I'll go on a hunt for a better brush as well, didn't realise that I should be using synthetic, are synthetic brushes ok for oil based as well or should I keep my non-synthetic ones nice for later if I need to use any oil based paints?
 
Wilkinson's do some decent, inexpensive synthetic brushes. Bare softwood handle, nice soft bristles, and I've not had any loss from them yet.
 
Synthetic or non synthetic = Oil based

Non synthetic = Water based

If a paint is too thick it won't flow well, it'll go on poorly and it'll have reduced working times. Paint is thicker when it's cold hence heating it and preferably the working conditions will help with the finish.

If you can confirm if it's oil or water based I'll be able to give you specific advice.
 
It's water based, this one in fact

Do I need to give the first final coat I did yesterday a quick sand before doing another coat? Or that only for between primer and final coats?
 
There's your problem, waterbased are hard to work, even professional deckies find it's a learning curve. It's difficult to work into a nice finish and often doesn't lay off flat if you're not careful.

Admittedly you can't use oil based for white since VOC2010 - it all yellows in a few weeks.

What I'd say is warm it up, bucket of hot hot water and put the can inside, heat the room you're working in too if possible. If it's still quite thick considering thinning up to about 5% with water.
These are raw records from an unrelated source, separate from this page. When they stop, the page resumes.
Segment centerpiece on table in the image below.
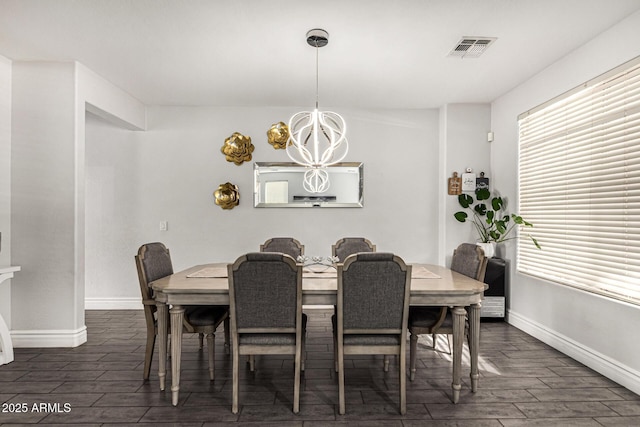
[453,188,541,258]
[296,255,339,273]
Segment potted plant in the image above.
[453,188,540,257]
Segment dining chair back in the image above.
[331,237,376,262]
[135,242,229,380]
[334,252,411,414]
[228,252,305,414]
[260,237,304,259]
[409,243,488,381]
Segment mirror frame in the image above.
[253,162,364,208]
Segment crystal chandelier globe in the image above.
[286,29,349,193]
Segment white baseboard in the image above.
[84,297,143,310]
[508,310,640,394]
[11,326,87,348]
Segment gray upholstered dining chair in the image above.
[260,237,304,259]
[331,237,376,262]
[135,242,229,380]
[333,252,411,415]
[409,243,488,381]
[228,252,306,414]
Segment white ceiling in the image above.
[0,0,640,108]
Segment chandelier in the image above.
[287,29,349,193]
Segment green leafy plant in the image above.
[453,188,541,249]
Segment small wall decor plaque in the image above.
[267,122,289,150]
[213,182,240,209]
[462,168,476,193]
[448,172,462,196]
[476,172,489,191]
[220,132,255,166]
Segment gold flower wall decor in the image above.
[213,182,240,209]
[267,122,289,150]
[220,132,255,166]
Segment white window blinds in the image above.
[517,56,640,304]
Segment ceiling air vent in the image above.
[448,37,496,58]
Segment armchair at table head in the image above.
[228,252,306,414]
[409,243,488,381]
[331,237,376,262]
[135,242,229,380]
[332,252,411,414]
[260,237,304,259]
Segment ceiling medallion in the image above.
[286,29,349,193]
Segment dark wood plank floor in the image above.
[0,310,640,427]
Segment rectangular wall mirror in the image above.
[253,162,364,208]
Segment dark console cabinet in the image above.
[480,258,507,318]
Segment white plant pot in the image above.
[476,242,496,258]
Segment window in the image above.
[517,58,640,304]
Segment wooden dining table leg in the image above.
[156,302,169,391]
[169,305,184,406]
[469,303,481,393]
[451,307,467,403]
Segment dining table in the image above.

Give it a rub down to flatten it or you'll never get rid of the brushmarks. You should rub down and clean between each coat for the best finish, especially Satinwood which is self undercoating.
 
Water based satin wood or gloss are terrible, we have banned them on site even though we are supposed to be using them, Dulux have a new one that is supposed not to yellow and be easier to apply. Go for an oil based satin wood.
 
I've heard good things about QD but it's acrylic, water based. Mate of mine reckons it's Satura in a dulux tin because Dulux owns Sikkens.

Oil based is useless for white these days, you get probably 3 months max before it yellows noticeably. You will always get that problem since the VOC 2010 regs messed everything up.
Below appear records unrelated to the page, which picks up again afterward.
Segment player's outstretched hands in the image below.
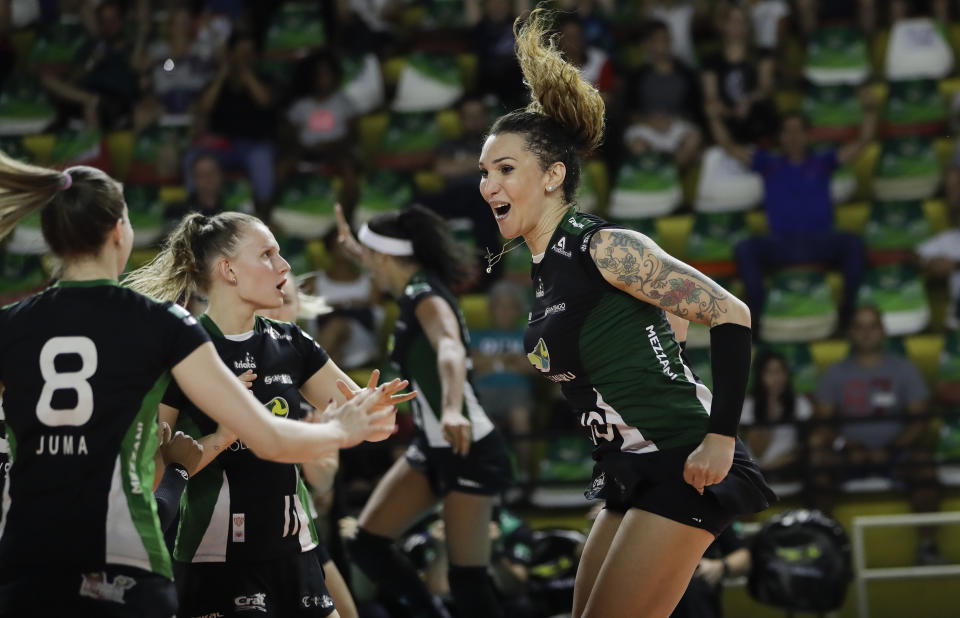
[321,384,397,448]
[337,369,417,442]
[683,433,736,495]
[163,431,203,476]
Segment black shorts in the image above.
[404,429,513,496]
[0,565,177,618]
[179,551,334,618]
[584,439,777,536]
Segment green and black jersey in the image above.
[0,280,208,582]
[163,315,330,562]
[524,208,711,453]
[390,272,493,448]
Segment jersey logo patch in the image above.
[267,397,290,418]
[527,337,550,373]
[80,571,137,605]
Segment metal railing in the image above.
[853,511,960,618]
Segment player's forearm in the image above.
[437,337,467,413]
I use acrylics but you've got to have skill in applying them, I use floetrol to thin and condition the paint to an appropriate viscosity and use a brush dampened in floetrol to apply. You need to work fast and depending on the climate you may need to select a softer/ stiffer brush.
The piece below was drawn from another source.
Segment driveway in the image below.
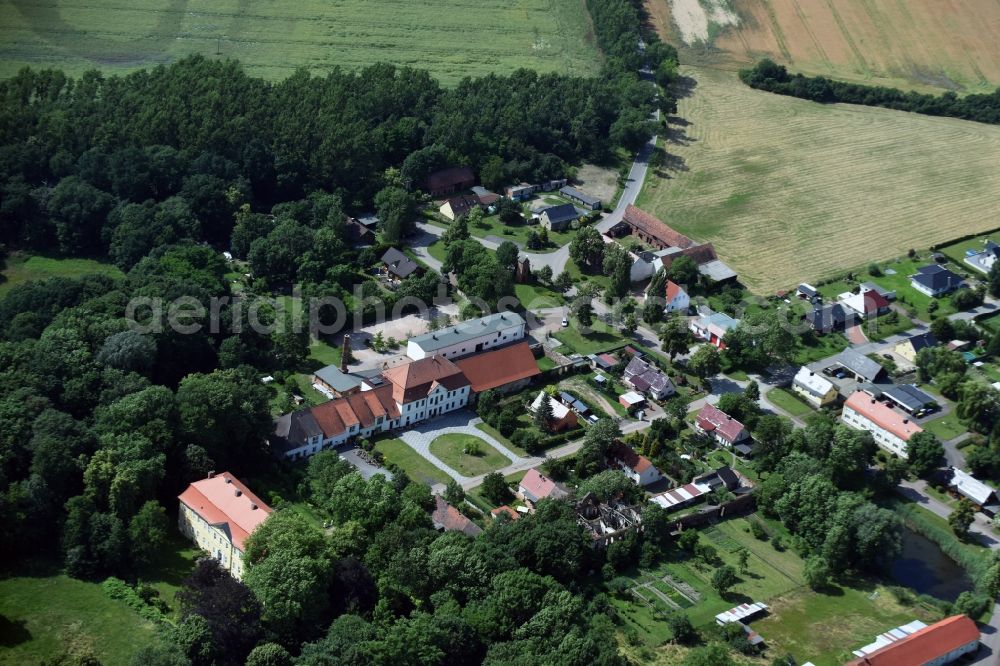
[399,409,541,487]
But I get comparable results to an oil based, for gloss though not quite the sheen of the good old days of superb oil based trade paints. When you consider it'll never yellow thought it's not really an issue.
 
When you say an appropriate viscosity what do you have in mind? At the moment its reasonably thick, should it be closer to say double cream?
 
It should flow easily from the brush and load easily into it, you shouldn't be slapping it on and spreading it out you should be using a well loaded brush to, well, paint it on.